Flipbook renders every browser page as a real-time AI-generated image; navigation works by clicking image regions, with no HTML or code layer underneath.
Key Takeaways
Every page is a pixel-rendered image; text, layout, and navigation hotspots are all produced by the image model, no HTML layer.
Clicking any image region generates a new image exploring that element in more depth; the entire navigation graph is computed on demand.
Content sources from agentic web search plus model world knowledge; expected accuracy is comparable to ChatGPT, Gemini, or Claude.
Live video stream feature combines a custom optimized video generation model with the image system to animate pages and create seamless transitions.
Roadmap: real data integration, interactive actions, and data storage inside Flipbook; goal is replacing separate apps and websites entirely.
Hacker News Comment Review
Reliability split: one commenter reproduced a detailed car-suspension torque spec diagram with accurate figures and clickable drill-down components; another got fabricated and incoherent outputs on basic counting and an emoji’s history.

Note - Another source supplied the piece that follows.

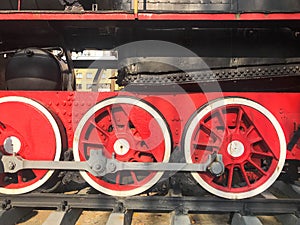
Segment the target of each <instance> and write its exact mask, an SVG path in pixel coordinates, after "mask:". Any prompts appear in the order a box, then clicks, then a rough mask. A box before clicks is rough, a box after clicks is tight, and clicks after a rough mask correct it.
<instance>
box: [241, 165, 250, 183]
mask: <svg viewBox="0 0 300 225" xmlns="http://www.w3.org/2000/svg"><path fill="white" fill-rule="evenodd" d="M244 165H245V164H244ZM244 165H240V169H241V171H242V175H243V177H244V180H245V181H246V183H247V186H248V187H250V186H251V184H250V181H249V178H248V176H247V172H246V170H245V167H244Z"/></svg>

Gemini 429 rate-limit errors surfaced directly in the UI during the traffic spike, confirming Gemini as the image backend and making per-query inference costs visible to end users.
Skeptics frame it as too unreliable for any factual use case; defenders see the click-to-drill-down image paradigm as closer to a living illustrated reference manual than a chatbot interface.
Notable Comments
@giobox: generated correct torque specs for a specific car suspension with clickable components; called it “a living version of a classic illustrated Haynes workshop manual.”
@totallygeeky: fabricated the seahorse emoji backstory entirely and produced incomprehensible counting diagrams; argues unreliability makes the product only usable if you cannot detect the errors.